Growing up on the more rural end of things, my siblings and I would have to go into town for the trick-or-treating festivities, or to participate in the parade in hopes of winning cash and/or candy prizes to satisfy our gadget or rotting-our-teeth craving. Except, what I remember more now is being at my babysitter’s house, when I believe I reached the whole too “cool” stage to go trick-or-treating anymore. Instead, I would help hand out candy to the complete strangers coming to her house.

There is something to be said for extending just the slightest form of hospitality, even for the briefest of moments. Yes, it’s been going on for quite a while, so maybe we shouldn’t be that impressed, but there is something to be said about even a little bit of hospitality, a little bit of kindness, a little bit of…community.

One aspect we often take for granted with this whole trick (or trunk!)-or-treating business is giving children the opportunity to express themselves in a unique way that they may not otherwise. Granted, the costumes can get rather excessive/expensive for the adults making the purchase, or putting in the time to make them (more power to all of you who do such creative/time-consuming things), but for many young people who are ridiculed for how they are in terms of personality and social interaction, Halloween provides an outlet for the “different” to be “cool.” Not to mention, for many people of all ages, it’s not always easy to walk up to a place you’ve never been, to people you don’t know. It makes many anxious and completely un-easy in their hearts, and for that one moment: that little bit of hospitality, that little bit of kindness, that little bit of community can be quite transformational for that young child of God.

Perhaps this fall holiday should remind us just how far-reaching this God truly is every day of the year. Yes, God can be in your home, being right beside you as you open the door: giving you the courage to be convinced for another year that it is worth opening an entrance to your house and opening the door to your heart as well.

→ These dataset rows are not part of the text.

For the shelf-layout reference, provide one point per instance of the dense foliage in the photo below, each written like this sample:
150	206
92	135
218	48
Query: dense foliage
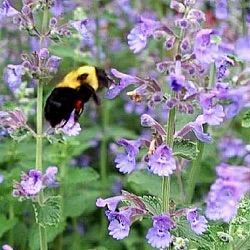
163	162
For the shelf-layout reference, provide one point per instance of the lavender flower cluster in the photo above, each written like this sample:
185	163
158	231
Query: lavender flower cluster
32	183
198	77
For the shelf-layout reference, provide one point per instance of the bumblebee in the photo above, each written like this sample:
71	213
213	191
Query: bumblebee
73	92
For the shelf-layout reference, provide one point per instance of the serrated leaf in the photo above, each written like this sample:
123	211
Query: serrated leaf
185	149
6	224
49	212
185	231
81	176
153	204
83	201
52	233
146	182
246	120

God is, also, fully capable of being with the child, who may be going through the toughest time at school, and right now, at this point in their life, Halloween is their favorite holiday: so that they can be more like themselves for one night. God can, also, be at the hospital with the nurse who wishes she could be out there with her child trick-or-treating, but can’t. God can be the encourager, the weeper, the strength, the reformer, and everything in between, all at once in infinite places.

Granted, the costumes may not always make sense to us, but we also cannot wait to open our doors to our churches, our homes, our own hearts, until what lies on the other side makes complete sense. That’s not how compassion works. Perhaps the only way for it to even make a little more sense to us is by opening the door to let them in anyway. And even if it still doesn’t, we offer that little bit of hospitality, that little bit of kindness, that little bit of community, because the Holy Spirit is churning within us far too much to do anything less, whether it be Halloween, a Sunday morning, or any day of this life. Because every day is a new opportunity to experience God in infinite ways in in infinite places. Amen (so let it be, oh God)!